Hypothesis Testing#

pandera enables you to perform statistical hypothesis tests on your data.

Note

The hypothesis feature requires a pandera installation with hypotheses dependency set. See the installation instructions for more details.

Overview#

The Hypothesis class defines built in methods, which can be called as in this example of a two-sample t-test:

import pandas as pd
import pandera as pa

from pandera import Column, DataFrameSchema, Check, Hypothesis

from scipy import stats

df = (
    pd.DataFrame({
        "height_in_feet": [6.5, 7, 6.1, 5.1, 4],
        "sex": ["M", "M", "F", "F", "F"]
    })
)

schema = DataFrameSchema({
    "height_in_feet": Column(
        float, [
            Hypothesis.two_sample_ttest(
                sample1="M",
                sample2="F",
                groupby="sex",
                relationship="greater_than",
                alpha=0.05,
                equal_var=True),
    ]),
    "sex": Column(str)
})

schema.validate(df)
Traceback (most recent call last):
...
pandera.SchemaError: <Schema Column: 'height_in_feet' type=float64> failed series validator 0: hypothesis_check: failed two sample ttest between 'M' and 'F'

You can also define custom hypotheses by passing in functions to the test and relationship arguments.

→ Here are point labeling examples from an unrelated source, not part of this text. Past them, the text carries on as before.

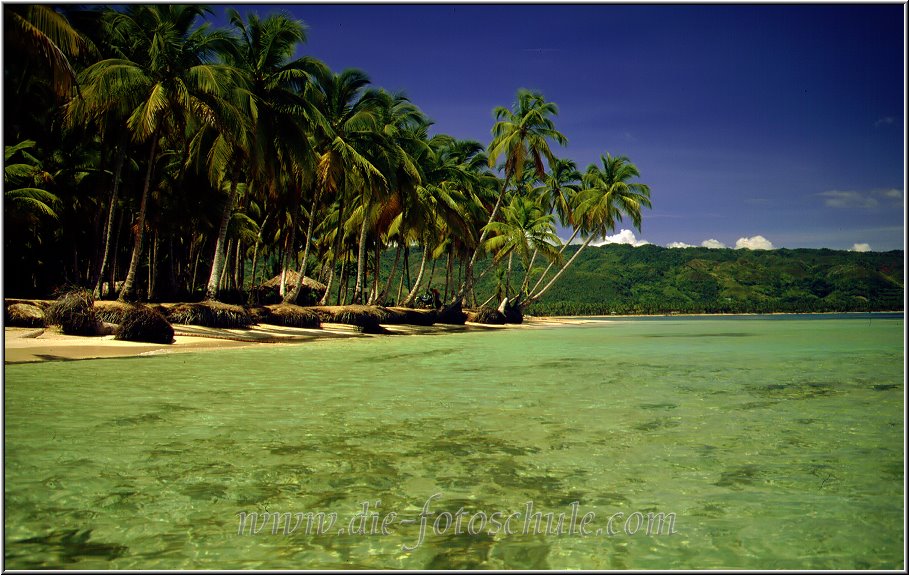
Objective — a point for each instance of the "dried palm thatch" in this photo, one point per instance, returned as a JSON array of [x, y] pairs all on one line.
[[142, 323], [267, 293], [489, 316], [289, 316], [453, 315], [407, 316], [365, 317], [210, 314], [74, 312], [24, 315], [112, 311]]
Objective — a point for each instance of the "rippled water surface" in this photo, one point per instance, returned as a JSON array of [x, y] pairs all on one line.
[[776, 444]]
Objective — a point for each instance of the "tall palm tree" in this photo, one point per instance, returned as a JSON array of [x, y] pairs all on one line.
[[520, 134], [351, 126], [526, 229], [608, 196], [40, 33], [274, 111], [558, 191], [164, 78]]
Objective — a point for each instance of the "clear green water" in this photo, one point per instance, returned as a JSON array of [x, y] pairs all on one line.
[[777, 444]]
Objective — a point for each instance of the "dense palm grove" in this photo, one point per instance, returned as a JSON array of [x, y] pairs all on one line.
[[151, 157]]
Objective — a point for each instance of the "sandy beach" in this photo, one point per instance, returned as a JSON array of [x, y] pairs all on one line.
[[28, 345]]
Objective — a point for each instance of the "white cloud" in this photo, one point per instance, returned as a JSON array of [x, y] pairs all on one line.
[[753, 243], [848, 199], [623, 237], [713, 244]]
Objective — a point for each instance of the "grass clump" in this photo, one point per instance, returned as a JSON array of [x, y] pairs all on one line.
[[142, 323], [489, 316], [453, 315], [407, 316], [211, 314], [366, 317], [112, 311], [23, 315], [289, 316], [74, 312]]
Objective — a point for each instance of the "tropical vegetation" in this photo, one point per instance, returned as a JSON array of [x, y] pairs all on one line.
[[152, 157]]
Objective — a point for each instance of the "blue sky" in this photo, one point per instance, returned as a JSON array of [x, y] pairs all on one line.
[[780, 121]]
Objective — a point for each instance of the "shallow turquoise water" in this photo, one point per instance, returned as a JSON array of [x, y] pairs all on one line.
[[776, 444]]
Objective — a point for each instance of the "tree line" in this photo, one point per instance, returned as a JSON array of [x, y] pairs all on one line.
[[153, 157]]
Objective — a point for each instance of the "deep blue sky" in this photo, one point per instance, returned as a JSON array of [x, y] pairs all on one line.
[[784, 121]]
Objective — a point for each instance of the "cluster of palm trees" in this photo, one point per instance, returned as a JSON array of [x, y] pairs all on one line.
[[147, 146]]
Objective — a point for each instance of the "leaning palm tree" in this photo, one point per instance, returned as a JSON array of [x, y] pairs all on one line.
[[558, 192], [165, 76], [526, 229], [608, 196], [274, 129], [351, 127], [520, 134]]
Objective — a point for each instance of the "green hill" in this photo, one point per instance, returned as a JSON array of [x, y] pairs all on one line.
[[650, 279]]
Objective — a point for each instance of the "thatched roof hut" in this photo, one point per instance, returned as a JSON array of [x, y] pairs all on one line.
[[291, 281]]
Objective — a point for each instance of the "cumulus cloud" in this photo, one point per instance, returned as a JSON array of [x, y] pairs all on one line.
[[848, 199], [623, 237], [753, 243], [713, 244], [868, 200]]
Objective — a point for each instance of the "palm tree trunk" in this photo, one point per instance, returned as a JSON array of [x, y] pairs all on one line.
[[218, 261], [292, 296], [532, 298], [112, 278], [153, 268], [432, 273], [237, 282], [408, 301], [334, 256], [128, 291], [508, 275], [361, 258], [192, 286], [222, 281], [344, 280], [391, 275], [109, 228], [546, 271], [468, 276], [527, 272], [291, 252], [448, 271]]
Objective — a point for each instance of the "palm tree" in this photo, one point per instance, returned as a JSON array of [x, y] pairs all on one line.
[[608, 195], [351, 126], [272, 110], [164, 78], [42, 34], [519, 134], [27, 179], [526, 228], [558, 191]]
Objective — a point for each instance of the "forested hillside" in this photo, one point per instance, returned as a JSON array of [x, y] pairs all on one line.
[[650, 279]]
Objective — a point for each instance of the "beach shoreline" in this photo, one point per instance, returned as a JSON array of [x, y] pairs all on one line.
[[34, 345]]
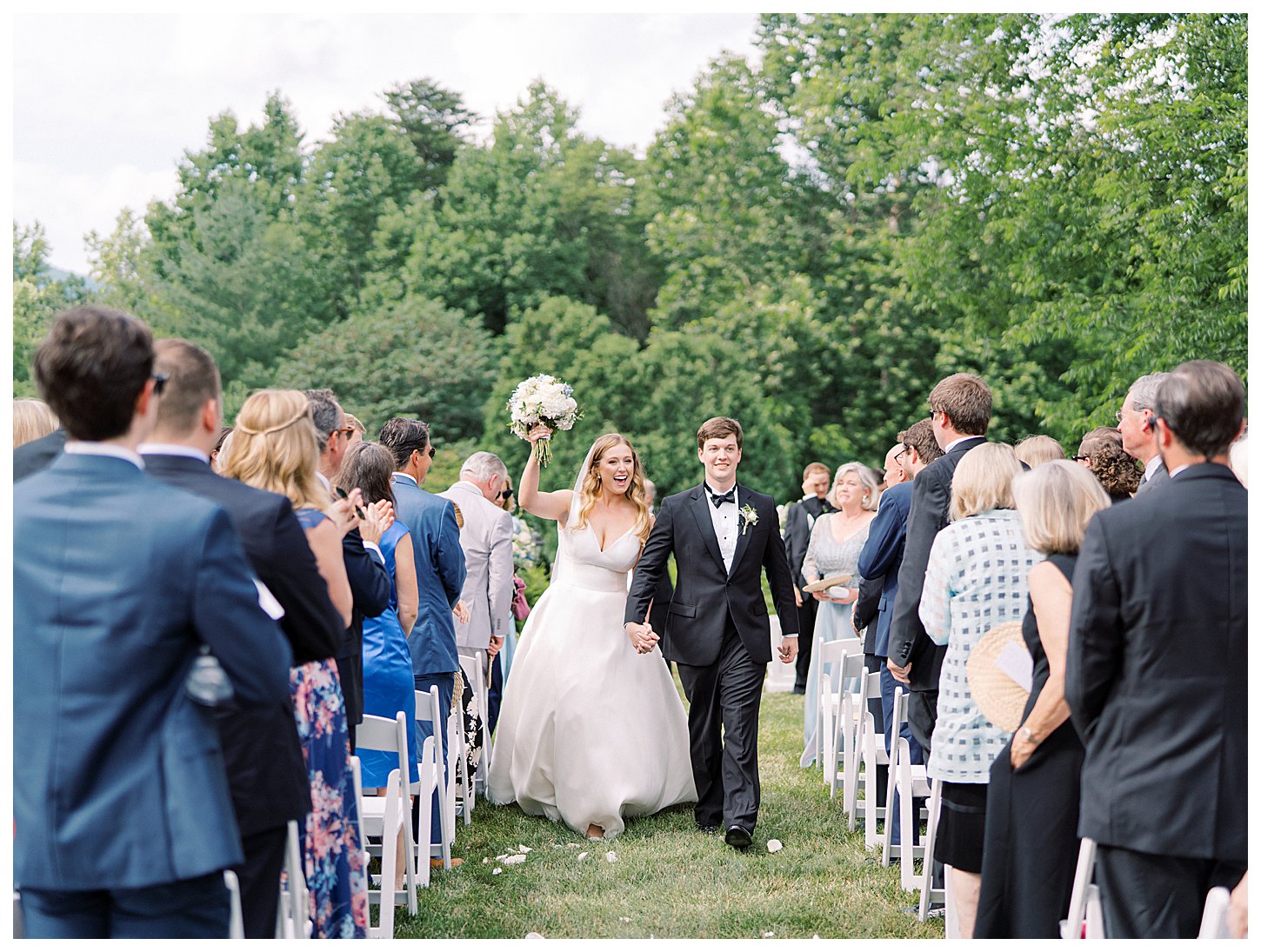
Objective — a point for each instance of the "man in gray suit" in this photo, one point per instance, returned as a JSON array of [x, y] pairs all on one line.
[[487, 543], [1138, 424]]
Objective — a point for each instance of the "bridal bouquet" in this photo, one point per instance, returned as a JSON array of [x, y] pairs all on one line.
[[543, 400]]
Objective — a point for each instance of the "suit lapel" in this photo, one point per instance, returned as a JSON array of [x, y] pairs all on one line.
[[742, 536], [700, 509]]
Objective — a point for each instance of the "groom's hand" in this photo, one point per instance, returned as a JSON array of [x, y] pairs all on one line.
[[788, 649], [642, 637]]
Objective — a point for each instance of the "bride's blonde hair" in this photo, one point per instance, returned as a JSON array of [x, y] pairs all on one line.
[[590, 489]]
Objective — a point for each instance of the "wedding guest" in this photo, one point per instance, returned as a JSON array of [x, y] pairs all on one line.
[[1103, 453], [1036, 450], [835, 543], [123, 818], [261, 750], [1137, 422], [224, 431], [880, 560], [1240, 459], [364, 564], [1158, 674], [1031, 822], [977, 579], [798, 523], [440, 576], [277, 448], [960, 406], [387, 681], [31, 420]]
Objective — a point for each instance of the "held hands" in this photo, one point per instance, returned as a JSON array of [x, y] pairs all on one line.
[[642, 637]]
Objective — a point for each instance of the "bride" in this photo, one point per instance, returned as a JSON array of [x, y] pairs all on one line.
[[590, 730]]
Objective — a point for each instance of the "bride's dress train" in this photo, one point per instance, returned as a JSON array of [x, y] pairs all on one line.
[[590, 730]]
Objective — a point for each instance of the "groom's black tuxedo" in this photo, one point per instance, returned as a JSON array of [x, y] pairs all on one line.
[[719, 635]]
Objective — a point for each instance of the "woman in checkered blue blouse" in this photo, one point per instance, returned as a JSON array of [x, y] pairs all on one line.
[[977, 579]]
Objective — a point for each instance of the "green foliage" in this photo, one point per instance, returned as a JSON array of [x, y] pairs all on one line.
[[415, 360], [811, 241]]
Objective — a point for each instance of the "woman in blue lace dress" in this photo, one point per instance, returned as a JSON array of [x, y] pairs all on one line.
[[275, 447]]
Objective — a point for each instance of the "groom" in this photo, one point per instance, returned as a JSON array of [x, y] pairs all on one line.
[[719, 636]]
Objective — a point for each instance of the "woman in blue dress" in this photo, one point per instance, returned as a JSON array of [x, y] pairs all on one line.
[[389, 686], [275, 447]]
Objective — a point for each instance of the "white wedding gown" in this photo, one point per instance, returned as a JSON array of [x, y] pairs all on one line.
[[590, 730]]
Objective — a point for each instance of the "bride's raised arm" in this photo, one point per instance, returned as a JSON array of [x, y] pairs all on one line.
[[545, 506]]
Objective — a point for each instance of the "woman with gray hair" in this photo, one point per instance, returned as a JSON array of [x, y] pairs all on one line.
[[835, 543]]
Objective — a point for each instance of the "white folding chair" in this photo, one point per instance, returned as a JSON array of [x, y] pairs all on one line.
[[1084, 907], [912, 782], [293, 912], [868, 756], [1213, 924], [840, 662], [236, 922], [386, 816], [430, 711], [472, 667]]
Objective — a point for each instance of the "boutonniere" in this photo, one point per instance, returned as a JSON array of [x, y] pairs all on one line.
[[748, 517]]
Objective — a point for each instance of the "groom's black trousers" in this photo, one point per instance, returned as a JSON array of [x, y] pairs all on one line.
[[724, 699]]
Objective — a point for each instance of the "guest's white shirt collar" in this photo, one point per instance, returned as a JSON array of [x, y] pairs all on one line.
[[171, 449], [89, 448]]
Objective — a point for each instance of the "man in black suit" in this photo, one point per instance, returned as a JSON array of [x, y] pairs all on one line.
[[960, 406], [723, 536], [798, 523], [1158, 671], [364, 564], [261, 750], [38, 454]]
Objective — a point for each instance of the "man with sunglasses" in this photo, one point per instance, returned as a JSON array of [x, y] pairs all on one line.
[[1138, 426]]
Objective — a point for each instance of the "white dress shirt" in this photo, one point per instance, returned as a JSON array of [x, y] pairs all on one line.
[[726, 518], [89, 448]]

The test function takes as input one or multiple array-like objects and should return a stat, which is the test statistic, and pvalue for assessing statistical significance. It also takes key-word arguments supplied by the test_kwargs dict when initializing a Hypothesis object.

The relationship function should take all of the outputs of test as positional arguments, in addition to key-word arguments supplied by the relationship_kwargs dict.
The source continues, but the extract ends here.